In Silence, In Darkness.

Wardatul Jannah
Chapter #13

12 - Rainy Day

Sebab Kak Arven sudah meminta izin, aku dan dia diperbolehkan pulang. Hari tidak seterik tadi pagi. Gumpalan awan gelap terlihat di atas sana. Saat ini, aku berdiri di balkon kamarku. Tadi, Kak Arven mengantarku duluan, baru setelah itu dia pulang ke rumahnya. Suara klakson serta lambaian tangan membuatku menoleh ke asal suara. Kak Arven bersama motornya sudah ada di halaman rumah. Sebelumnya Kak Arven berkata kalau dia akan kembali, ingin mengajakku ke suatu tempat. Dia mengenakan kaus hitam polos, rambutnya ditata ke atas hingga memperlihatkan jidatnya.

"Adara, gak usah bengong! Cepetan turun!" teriak Kak Arven diiringi senyum manisnya.

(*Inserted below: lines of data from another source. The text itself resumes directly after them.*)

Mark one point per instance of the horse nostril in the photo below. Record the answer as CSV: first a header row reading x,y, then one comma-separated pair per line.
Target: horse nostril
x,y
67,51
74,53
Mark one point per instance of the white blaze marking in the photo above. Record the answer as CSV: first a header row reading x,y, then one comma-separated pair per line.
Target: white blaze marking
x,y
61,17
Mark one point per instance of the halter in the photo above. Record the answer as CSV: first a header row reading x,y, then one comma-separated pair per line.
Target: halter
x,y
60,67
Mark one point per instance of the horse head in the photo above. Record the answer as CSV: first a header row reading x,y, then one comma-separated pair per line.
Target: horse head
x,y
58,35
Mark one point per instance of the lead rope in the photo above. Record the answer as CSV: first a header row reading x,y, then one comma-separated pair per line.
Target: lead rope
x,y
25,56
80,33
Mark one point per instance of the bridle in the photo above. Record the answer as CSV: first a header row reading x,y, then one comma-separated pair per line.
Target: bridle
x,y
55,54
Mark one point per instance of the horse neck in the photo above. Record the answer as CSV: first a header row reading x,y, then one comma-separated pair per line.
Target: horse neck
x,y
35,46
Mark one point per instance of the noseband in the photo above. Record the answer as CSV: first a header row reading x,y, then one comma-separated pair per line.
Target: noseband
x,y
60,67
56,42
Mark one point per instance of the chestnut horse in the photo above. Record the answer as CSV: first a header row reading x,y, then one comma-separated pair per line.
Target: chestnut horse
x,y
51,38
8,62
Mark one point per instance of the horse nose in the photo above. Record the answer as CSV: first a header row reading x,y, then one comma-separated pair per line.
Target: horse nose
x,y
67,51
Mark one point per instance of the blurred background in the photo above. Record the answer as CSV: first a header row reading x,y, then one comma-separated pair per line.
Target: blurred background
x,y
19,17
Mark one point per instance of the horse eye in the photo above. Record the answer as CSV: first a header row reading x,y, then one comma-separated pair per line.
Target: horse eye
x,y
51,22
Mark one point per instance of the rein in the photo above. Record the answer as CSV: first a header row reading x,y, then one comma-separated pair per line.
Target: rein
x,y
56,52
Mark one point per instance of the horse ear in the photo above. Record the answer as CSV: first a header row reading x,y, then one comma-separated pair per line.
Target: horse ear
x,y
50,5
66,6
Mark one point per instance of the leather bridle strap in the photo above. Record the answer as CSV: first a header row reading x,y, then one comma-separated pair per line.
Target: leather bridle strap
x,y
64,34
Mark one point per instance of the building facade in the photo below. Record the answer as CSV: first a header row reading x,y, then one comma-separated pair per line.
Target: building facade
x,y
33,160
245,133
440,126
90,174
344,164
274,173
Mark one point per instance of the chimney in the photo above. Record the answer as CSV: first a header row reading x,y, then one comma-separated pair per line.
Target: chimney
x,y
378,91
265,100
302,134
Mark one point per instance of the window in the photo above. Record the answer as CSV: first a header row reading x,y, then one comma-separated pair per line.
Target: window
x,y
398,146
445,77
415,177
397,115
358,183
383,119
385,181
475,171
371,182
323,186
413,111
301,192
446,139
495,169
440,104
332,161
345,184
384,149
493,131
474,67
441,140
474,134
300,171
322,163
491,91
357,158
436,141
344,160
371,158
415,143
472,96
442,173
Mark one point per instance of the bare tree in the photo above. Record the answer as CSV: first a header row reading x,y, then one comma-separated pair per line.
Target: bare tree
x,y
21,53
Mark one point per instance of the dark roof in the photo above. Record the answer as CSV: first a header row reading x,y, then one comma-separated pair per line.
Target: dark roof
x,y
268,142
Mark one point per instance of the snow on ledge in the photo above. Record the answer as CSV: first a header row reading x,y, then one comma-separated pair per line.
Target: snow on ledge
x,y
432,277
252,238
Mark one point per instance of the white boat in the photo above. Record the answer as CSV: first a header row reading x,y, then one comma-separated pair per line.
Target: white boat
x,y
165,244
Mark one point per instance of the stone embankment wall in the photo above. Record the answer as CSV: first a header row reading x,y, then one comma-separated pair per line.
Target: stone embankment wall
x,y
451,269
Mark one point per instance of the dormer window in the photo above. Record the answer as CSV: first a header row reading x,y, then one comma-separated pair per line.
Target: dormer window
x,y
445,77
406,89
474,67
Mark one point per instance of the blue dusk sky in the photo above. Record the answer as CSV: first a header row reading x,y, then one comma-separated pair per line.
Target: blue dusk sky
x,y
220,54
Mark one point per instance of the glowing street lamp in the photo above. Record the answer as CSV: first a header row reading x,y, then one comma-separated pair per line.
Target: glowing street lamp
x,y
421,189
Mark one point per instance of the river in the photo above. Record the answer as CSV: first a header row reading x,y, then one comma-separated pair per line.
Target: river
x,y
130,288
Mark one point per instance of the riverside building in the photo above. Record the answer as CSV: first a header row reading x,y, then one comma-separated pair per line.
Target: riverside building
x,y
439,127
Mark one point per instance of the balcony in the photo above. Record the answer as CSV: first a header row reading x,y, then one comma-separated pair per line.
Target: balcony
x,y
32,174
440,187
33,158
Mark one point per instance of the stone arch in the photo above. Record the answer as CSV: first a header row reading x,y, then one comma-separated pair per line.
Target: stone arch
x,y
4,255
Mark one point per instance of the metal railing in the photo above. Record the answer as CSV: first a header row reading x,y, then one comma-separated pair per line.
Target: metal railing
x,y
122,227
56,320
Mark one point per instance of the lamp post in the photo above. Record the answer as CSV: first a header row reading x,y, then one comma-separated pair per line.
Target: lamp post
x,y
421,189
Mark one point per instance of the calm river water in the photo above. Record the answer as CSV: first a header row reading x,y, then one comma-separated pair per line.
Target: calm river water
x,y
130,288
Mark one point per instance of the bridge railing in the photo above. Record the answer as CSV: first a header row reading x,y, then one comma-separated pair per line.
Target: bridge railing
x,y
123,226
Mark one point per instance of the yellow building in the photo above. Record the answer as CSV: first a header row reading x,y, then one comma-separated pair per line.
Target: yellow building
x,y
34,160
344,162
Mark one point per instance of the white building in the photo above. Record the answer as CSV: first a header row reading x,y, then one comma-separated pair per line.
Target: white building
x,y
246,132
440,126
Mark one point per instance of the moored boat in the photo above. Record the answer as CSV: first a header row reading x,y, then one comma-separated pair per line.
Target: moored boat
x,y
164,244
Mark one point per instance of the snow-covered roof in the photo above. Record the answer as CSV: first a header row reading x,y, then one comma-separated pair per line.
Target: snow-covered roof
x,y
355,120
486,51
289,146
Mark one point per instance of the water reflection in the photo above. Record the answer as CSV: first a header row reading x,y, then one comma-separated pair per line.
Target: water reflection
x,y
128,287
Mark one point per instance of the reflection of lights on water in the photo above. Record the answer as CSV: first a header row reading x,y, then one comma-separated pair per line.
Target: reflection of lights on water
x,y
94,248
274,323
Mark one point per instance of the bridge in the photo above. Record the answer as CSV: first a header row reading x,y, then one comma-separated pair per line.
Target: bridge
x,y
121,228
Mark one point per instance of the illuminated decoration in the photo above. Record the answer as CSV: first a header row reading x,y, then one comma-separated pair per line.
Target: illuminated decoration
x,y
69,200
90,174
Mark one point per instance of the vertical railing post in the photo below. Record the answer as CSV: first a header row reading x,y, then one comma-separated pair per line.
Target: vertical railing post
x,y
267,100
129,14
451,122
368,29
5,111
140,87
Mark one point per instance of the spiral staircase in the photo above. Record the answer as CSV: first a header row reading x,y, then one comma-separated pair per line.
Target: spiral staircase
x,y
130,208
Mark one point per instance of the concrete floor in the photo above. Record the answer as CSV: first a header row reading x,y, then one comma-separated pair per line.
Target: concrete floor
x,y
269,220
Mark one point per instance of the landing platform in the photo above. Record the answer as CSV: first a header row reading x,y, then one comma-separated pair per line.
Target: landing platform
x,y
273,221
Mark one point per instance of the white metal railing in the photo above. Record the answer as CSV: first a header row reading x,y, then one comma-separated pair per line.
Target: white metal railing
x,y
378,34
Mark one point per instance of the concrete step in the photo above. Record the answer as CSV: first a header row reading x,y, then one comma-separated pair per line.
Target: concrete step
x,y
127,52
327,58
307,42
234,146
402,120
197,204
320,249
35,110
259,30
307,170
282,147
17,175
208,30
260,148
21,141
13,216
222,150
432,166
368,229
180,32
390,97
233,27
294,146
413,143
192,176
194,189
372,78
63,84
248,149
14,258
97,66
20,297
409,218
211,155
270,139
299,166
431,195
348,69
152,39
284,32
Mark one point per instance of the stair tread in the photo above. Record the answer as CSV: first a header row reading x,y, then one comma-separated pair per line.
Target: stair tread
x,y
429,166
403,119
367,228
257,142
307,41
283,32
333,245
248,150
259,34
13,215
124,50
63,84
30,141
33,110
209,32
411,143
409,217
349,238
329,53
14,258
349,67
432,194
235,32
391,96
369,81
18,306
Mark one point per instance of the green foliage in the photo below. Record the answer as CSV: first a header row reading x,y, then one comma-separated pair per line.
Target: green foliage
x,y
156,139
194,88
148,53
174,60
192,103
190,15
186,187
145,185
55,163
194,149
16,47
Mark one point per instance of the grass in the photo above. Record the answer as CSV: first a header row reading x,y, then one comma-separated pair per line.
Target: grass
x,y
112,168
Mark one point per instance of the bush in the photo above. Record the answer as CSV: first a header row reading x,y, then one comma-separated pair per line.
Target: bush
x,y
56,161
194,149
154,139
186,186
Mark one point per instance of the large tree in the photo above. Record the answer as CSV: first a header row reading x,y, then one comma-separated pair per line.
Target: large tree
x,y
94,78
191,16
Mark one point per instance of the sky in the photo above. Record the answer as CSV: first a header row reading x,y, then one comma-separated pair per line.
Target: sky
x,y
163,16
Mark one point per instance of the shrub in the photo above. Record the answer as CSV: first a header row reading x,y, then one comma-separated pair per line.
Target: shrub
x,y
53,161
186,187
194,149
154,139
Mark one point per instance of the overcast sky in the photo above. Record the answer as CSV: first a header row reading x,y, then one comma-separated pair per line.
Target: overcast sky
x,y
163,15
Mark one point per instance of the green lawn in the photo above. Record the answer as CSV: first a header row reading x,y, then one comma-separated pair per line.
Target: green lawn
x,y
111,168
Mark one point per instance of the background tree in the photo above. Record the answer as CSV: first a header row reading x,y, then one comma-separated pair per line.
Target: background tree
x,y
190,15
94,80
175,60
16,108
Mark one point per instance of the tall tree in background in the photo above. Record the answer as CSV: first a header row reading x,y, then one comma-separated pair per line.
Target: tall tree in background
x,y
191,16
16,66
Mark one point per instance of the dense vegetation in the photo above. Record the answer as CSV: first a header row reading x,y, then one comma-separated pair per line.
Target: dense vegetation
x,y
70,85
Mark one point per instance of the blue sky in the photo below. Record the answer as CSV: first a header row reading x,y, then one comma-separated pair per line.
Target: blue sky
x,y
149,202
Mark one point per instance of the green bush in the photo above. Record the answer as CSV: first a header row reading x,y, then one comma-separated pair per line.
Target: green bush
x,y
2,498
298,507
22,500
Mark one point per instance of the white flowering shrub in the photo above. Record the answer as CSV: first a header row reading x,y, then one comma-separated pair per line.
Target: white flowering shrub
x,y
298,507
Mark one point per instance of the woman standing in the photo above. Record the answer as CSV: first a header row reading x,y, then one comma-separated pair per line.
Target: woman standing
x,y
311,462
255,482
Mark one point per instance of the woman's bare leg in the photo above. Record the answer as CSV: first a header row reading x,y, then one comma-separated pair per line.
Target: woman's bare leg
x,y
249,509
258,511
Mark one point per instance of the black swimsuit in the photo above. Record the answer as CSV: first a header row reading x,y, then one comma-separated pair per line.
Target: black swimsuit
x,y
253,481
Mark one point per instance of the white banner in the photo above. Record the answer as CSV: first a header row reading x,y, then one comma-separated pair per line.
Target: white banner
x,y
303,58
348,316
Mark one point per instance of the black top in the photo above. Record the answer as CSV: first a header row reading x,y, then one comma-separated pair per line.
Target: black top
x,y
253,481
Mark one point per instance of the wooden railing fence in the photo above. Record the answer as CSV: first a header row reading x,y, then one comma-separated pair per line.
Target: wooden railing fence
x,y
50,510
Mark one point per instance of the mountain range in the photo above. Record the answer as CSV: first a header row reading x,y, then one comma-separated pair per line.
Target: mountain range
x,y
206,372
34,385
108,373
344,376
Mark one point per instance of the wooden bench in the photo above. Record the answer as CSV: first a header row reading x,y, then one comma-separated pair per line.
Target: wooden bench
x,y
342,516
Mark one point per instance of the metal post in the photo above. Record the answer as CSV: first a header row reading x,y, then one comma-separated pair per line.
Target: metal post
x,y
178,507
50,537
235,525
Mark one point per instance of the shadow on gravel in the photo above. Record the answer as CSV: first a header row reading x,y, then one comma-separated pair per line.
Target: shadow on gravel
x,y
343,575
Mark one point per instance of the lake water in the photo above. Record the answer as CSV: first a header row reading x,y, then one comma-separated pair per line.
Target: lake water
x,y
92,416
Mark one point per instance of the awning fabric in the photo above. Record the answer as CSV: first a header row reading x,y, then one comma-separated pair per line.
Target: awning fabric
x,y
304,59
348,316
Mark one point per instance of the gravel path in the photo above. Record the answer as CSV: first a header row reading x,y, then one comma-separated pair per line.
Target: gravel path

Aku mengangguk, juga memberi gestur iya. Berlari kecil keluar kamar, menuruni tangga, dan menuju luar rumah. Jarak terpangkas, baru saja hendak menyentuh helm yang diberikan Kak Arven, ternyata hujan lebih sigap. Gazebo menjadi pilihan, alasan utama paling dekat. Kami berlari ke sana sebab hujannya deras. Kami duduk bersila, bersebelahan.

"Yah, gak jadi jalan-jalan." Kak Arven melihat percikan hujan di dedaunan. Dia tampak kecewa, tapi itu sebelum tatapannya berpindah padaku. Senyum penuh artinya kini mengulas. "Tapi, gak apa-apa. Soalnya terjebak di sini sama Adara."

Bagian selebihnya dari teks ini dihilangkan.